Es prudente, de vez en cuando, detenerse y pensar en como los días transcurren. En mi caso, en estos momentos, pasan volando. Me despierto a las cinco de la mañana y en un abrir y cerrar de ojos son las ocho de la noche. Me encuentro en Guaynabo, un lugar pasajero, esperando partir a Georgia. Estoy sentado, tomándome un café a eso de las nueve de la noche. Escribo unas cartas a algunos compañeros que están, digamos, un poco lejos. Y no puedo evitar, detenerme y pensar en como estos días han pasado. Si alguna vez dudé que se pudiera aprender un mundo en algunos meses, hoy no me queda duda. Aprendí más de lo que pude imaginar, pero lo más importante hasta ahora es; apreciar el tiempo y hacerlo de calidad.

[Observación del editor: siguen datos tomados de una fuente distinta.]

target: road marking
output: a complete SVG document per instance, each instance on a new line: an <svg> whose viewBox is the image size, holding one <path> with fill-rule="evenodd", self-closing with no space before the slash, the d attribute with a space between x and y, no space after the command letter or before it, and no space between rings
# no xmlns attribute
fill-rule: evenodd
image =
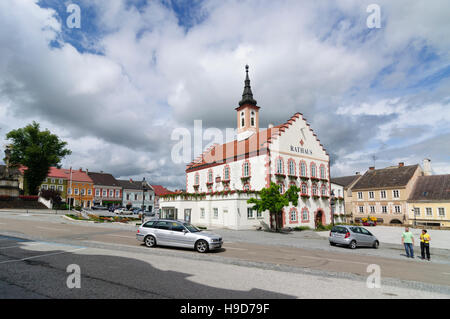
<svg viewBox="0 0 450 319"><path fill-rule="evenodd" d="M60 230L60 231L70 231L68 229L60 229L60 228L50 228L50 227L41 227L41 226L36 226L36 228L39 229L45 229L45 230Z"/></svg>
<svg viewBox="0 0 450 319"><path fill-rule="evenodd" d="M26 247L28 246L36 246L36 245L43 245L44 243L31 243L31 244L27 244ZM15 245L15 246L9 246L9 247L0 247L0 249L9 249L9 248L16 248L16 247L24 247L23 245Z"/></svg>
<svg viewBox="0 0 450 319"><path fill-rule="evenodd" d="M234 250L248 250L248 249L245 249L245 248L225 247L225 246L223 248L225 248L225 249L234 249Z"/></svg>
<svg viewBox="0 0 450 319"><path fill-rule="evenodd" d="M132 238L132 239L135 239L135 238L136 238L135 236L108 235L108 234L107 234L107 236L121 237L121 238Z"/></svg>
<svg viewBox="0 0 450 319"><path fill-rule="evenodd" d="M73 252L75 252L75 251L82 250L82 249L86 249L86 248L78 248L78 249L69 250L69 251L62 251L62 252L58 252L58 253L51 253L51 254L44 254L44 255L39 255L39 256L26 257L26 258L22 258L22 259L14 259L14 260L0 261L0 264L12 263L12 262L17 262L17 261L25 261L25 260L34 259L34 258L39 258L39 257L47 257L47 256L53 256L53 255L61 255L61 254L65 254L65 253L73 253Z"/></svg>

Nunca sabremos cuando nos iremos definitivamente a formar parte de las galaxias, nunca sabremos la fecha ni el día exacto en que moriremos. Es por eso, que me detengo y pienso un poco. Estos días van como carros de carreras. Y puedo sonreír sabiendo que a esos que amo les doy poco de mi tiempo, pero un tiempo, como dice la Nicole “Quality Time”. Y no me importa si las cosas pudiesen ir mal, no me interesa si lo que antes estuvo hoy ya no esta. No hay nada que me quite el placer de ese “Quality Time” porque es en esos momentos que sé que más dichoso no puedo ser. Y que tengo todo lo que quiero, todo lo que necesito.
Piensa en tu tiempo, piensa en los tuyos. Regala "Quality time".